Carriere, tutoraggio e settimana corta

L’estensione del lavoro agile ha un occhio di riguardo anche nei confronti dei nuovi assunti, che sempre più spesso manifestano esigenze di maggiore conciliazione tra vita e lavoro anche per quel che riguarda la necessità di trasferirsi in altre città per raggiungere l’ufficio. Ma a loro, e insieme ai tanti dipendenti vicini alla pensione per la gobba anagrafica che caratterizza oggi gli uffici pubblici, guarda anche un’altra regola, molto innovativa, introdotta dal nuovo contratto. Si tratta dell’age management, che chiede alle amministrazioni di “valorizzare il ruolo attivo del personale con maggiore esperienza” anche con iniziative di formazione, affiancamento e tutoraggio, e allo stesso tempo di salvaguardare le esigenze dei meno giovani con strumenti di flessibilità organizzativa.
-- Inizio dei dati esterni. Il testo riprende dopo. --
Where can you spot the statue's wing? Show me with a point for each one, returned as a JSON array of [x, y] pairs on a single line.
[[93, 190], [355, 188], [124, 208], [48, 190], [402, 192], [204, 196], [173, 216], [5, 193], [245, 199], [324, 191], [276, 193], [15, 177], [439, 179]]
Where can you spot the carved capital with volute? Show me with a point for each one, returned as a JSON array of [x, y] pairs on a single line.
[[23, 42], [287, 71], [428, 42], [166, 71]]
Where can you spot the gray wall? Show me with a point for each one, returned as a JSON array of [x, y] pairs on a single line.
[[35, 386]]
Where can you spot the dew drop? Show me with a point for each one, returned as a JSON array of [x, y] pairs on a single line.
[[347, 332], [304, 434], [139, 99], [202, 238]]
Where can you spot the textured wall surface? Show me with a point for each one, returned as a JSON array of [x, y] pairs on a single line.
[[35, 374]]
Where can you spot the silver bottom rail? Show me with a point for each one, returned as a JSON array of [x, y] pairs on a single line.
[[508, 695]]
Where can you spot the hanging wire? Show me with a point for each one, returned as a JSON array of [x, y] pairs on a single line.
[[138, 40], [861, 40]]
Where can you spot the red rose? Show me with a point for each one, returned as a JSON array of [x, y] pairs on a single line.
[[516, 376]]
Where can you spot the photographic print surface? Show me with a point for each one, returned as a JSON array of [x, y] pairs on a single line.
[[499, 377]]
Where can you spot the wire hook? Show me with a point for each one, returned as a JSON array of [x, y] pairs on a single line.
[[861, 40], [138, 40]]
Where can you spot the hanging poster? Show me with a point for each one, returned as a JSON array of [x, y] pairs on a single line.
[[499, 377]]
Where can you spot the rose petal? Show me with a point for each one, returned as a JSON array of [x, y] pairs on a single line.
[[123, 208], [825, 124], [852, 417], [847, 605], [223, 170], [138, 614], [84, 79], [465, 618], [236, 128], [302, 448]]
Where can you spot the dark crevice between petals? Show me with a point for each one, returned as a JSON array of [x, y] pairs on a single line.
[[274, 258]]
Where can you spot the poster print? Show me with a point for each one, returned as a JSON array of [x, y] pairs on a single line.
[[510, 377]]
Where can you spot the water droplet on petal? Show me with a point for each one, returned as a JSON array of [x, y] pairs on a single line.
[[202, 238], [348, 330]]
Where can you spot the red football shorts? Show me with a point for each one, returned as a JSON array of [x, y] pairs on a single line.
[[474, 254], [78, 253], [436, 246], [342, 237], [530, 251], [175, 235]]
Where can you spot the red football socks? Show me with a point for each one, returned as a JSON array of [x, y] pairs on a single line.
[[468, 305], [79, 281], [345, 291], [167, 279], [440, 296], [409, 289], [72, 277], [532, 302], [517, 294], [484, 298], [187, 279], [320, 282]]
In fatto di carriere, il contratto proroga fino al 30 giugno 2026 la possibilità di effettuare progressioni economiche valorizzando l’esperienza, in deroga ai requisiti relativi ai titoli di studio introdotti dal nuovo ordinamento.
Da segnalare, infine, la sperimentazione della “settimana corta”, cioè la possibilità di articolare in quattro giorni anziché in cinque l’orario di lavoro che resta comunque fissato in 36 ore. Questa opzione ha fatto molto discutere, ma ora bisognerà misurarne l’applicazione effettiva che esclude i settori con rapporti diretti con il pubblico e che appare destinata a concentrarsi soprattutto in enti medio-piccoli senza eccessive complessità organizzative.